Skip to content

{{../markdown_header.txt}}

Using HPCs at UNC

Crashing jobs

When jobs crash without explanation: * check whether over disc quota. Quota is 52GB in 2020. * the reason may be errors writing to files. This terminates a process without any info on the reason in the log. * Matlab ignores file writing errors. It just keeps running. The crash only occurs when file reads fails.

Uploading Files

Set up login via ssh keys. Then use rsync to upload and download files.

Changing software versions

module avail julia lists available versions.

module add julia/1.4.1 adds a module temporarily. But need to module save to make it permanent.

module rm removes a module

module list lists currently installed ones.

Slurm

Each line in the sbatch file looks like #SBATCH -o value.

Options (indicated by -o) are: * -t 03-00: time in days-hours * -N 1: number of nodes * --mem 24576: memory in megabytes (per cpu)

Status of running jobs:

  • squeue -u
  • squeue --job XXXX
  • sacct --format="JobID,JobName%30,State,ExitCode" (best typed using KeyboardMaestro)

Matlab Issues

It is easiest to replicate the local directory structure on killdevil. Then running files on the cluster just requires a change in the base directory that all other directories hang off.

Write your code so that the data are placed in the right folder (different on unix cluster vs local machine).

Write a matlab function that does the computations and can be called from the command line.

Command syntax: bsub -n 8 -R "span[hosts=1]" matlab -nodisplay -nosplash -r "run_batch_so1('fminsearch',1,1,7)" -logfile set7.out -n 8 : requests 8 cores - the max matlab can handle

run_batch_so1 is my command file in this example.

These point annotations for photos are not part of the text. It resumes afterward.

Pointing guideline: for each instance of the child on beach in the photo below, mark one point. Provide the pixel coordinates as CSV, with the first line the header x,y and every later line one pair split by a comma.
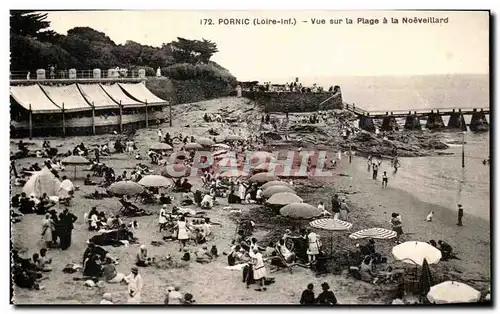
x,y
397,226
384,179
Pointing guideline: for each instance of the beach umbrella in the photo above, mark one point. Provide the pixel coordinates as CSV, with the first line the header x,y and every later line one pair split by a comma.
x,y
205,141
453,292
234,137
276,182
262,177
219,152
161,146
126,188
414,252
194,146
176,171
222,146
300,210
270,191
234,173
284,198
156,181
331,224
374,233
426,280
75,161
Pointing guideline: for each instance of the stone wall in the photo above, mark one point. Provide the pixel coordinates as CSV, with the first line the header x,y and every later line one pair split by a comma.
x,y
187,91
295,102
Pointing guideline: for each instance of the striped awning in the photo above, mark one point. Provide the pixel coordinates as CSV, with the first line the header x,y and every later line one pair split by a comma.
x,y
373,233
331,224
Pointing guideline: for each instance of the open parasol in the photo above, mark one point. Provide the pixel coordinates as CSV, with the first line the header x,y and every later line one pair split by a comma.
x,y
204,141
234,137
161,146
275,182
414,252
156,181
262,177
126,188
453,292
176,171
300,210
193,146
75,161
221,146
270,191
373,233
331,225
284,198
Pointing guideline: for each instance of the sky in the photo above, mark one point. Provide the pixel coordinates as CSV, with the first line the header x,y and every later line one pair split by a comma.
x,y
266,52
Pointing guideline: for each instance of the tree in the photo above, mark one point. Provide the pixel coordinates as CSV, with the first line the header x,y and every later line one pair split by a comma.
x,y
27,23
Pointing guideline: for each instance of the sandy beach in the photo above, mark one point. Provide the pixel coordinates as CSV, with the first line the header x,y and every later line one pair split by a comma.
x,y
371,206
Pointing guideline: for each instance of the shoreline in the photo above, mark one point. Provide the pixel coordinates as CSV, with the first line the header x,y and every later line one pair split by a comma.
x,y
368,198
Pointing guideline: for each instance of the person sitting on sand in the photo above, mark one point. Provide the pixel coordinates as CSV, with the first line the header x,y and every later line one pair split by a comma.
x,y
88,181
308,295
142,259
446,250
110,273
366,270
287,254
173,296
107,298
44,261
203,256
207,202
91,267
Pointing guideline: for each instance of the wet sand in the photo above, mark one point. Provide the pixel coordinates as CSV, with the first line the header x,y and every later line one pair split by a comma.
x,y
212,284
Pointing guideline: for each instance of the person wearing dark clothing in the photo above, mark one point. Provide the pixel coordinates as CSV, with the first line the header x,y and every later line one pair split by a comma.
x,y
336,205
165,199
308,295
460,214
66,221
327,296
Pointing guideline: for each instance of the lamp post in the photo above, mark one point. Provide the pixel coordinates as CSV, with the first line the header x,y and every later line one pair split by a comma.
x,y
463,149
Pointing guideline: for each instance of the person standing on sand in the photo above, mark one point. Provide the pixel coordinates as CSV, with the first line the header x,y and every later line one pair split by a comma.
x,y
384,179
134,281
397,226
460,214
160,135
336,206
376,165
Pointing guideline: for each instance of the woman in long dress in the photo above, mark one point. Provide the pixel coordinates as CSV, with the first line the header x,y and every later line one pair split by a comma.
x,y
182,232
344,211
313,248
259,269
47,228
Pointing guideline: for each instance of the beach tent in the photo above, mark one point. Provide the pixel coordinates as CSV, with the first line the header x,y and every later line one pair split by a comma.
x,y
270,191
43,181
300,210
414,252
275,182
284,198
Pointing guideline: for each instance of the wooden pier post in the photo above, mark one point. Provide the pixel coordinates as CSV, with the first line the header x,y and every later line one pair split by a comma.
x,y
121,117
147,123
93,118
30,123
64,121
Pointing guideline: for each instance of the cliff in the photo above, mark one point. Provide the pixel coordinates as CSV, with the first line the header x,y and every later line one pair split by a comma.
x,y
188,91
296,102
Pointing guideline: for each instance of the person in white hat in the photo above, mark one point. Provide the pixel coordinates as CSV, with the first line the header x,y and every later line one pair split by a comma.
x,y
134,281
107,298
162,219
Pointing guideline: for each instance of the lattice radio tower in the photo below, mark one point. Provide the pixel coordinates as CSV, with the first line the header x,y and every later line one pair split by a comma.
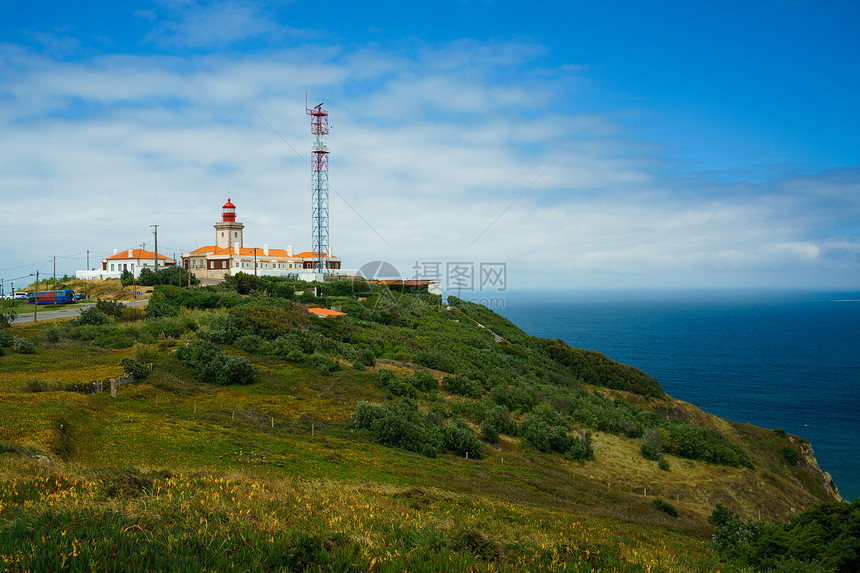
x,y
319,186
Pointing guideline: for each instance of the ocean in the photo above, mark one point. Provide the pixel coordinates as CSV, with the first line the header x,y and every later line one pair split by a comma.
x,y
775,359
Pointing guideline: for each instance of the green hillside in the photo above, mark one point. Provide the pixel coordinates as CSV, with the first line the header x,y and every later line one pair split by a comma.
x,y
410,434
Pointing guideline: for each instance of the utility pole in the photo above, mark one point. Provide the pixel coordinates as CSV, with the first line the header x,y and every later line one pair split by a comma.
x,y
36,300
155,230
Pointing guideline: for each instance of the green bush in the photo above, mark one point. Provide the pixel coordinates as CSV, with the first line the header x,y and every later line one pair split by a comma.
x,y
424,381
211,365
109,308
23,345
791,455
91,317
823,538
461,439
168,326
366,358
53,334
665,507
401,425
324,364
270,319
697,443
126,278
497,420
461,386
223,329
136,368
7,317
253,344
159,310
652,444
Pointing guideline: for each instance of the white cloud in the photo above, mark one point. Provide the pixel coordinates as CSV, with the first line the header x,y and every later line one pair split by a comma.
x,y
436,157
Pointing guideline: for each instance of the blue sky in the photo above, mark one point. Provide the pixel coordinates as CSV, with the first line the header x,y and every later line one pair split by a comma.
x,y
585,145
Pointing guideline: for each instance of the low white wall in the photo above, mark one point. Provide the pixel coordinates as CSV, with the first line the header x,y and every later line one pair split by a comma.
x,y
101,275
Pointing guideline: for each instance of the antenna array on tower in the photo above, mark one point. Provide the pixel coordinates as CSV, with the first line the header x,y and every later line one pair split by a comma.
x,y
319,186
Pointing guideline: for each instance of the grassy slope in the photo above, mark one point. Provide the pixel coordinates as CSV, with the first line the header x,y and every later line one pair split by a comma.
x,y
290,430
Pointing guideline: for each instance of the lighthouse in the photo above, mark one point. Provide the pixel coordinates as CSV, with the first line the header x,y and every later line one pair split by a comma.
x,y
228,231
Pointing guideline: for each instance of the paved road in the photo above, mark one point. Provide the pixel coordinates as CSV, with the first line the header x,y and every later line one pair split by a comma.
x,y
68,312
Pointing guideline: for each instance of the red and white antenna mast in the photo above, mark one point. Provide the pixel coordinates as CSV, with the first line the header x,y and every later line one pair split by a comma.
x,y
319,186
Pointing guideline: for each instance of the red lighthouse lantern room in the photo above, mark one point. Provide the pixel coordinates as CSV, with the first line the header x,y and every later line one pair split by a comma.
x,y
228,215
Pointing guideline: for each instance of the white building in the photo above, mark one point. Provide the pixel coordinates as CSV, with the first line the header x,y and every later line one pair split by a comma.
x,y
132,260
229,255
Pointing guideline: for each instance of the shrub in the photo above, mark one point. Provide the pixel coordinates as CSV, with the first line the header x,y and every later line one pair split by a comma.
x,y
497,420
131,313
136,368
324,364
168,326
270,320
252,344
401,425
110,308
126,278
223,329
461,439
290,347
424,381
35,385
211,365
52,334
366,357
490,431
116,338
7,318
159,310
24,346
91,317
697,443
791,455
461,386
665,507
652,444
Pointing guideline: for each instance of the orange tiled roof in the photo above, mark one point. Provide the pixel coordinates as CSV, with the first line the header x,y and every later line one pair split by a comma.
x,y
248,251
311,255
137,254
325,312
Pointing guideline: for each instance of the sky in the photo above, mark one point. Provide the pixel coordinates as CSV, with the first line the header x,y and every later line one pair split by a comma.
x,y
560,145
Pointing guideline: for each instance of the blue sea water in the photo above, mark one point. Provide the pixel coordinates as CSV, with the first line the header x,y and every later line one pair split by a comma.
x,y
775,359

Kure jobs crash regularly. It is important to make sure the optimization algorithm can hot-start (resume after a crash using a saved history).

Saving files:

  • Matlab cannot save large / complex files. It crashes. Only save the minimum optimization history needed to hot-start.
  • When using parallel algorithms, make sure different instances do not try to read / write the same file at the same time. A simple semaphore approach is easily implemented (each instance locks the file it wants to access by writing a file, e.g. "lock07_param.mat" indicates that instance 7 has locked the file param.mat).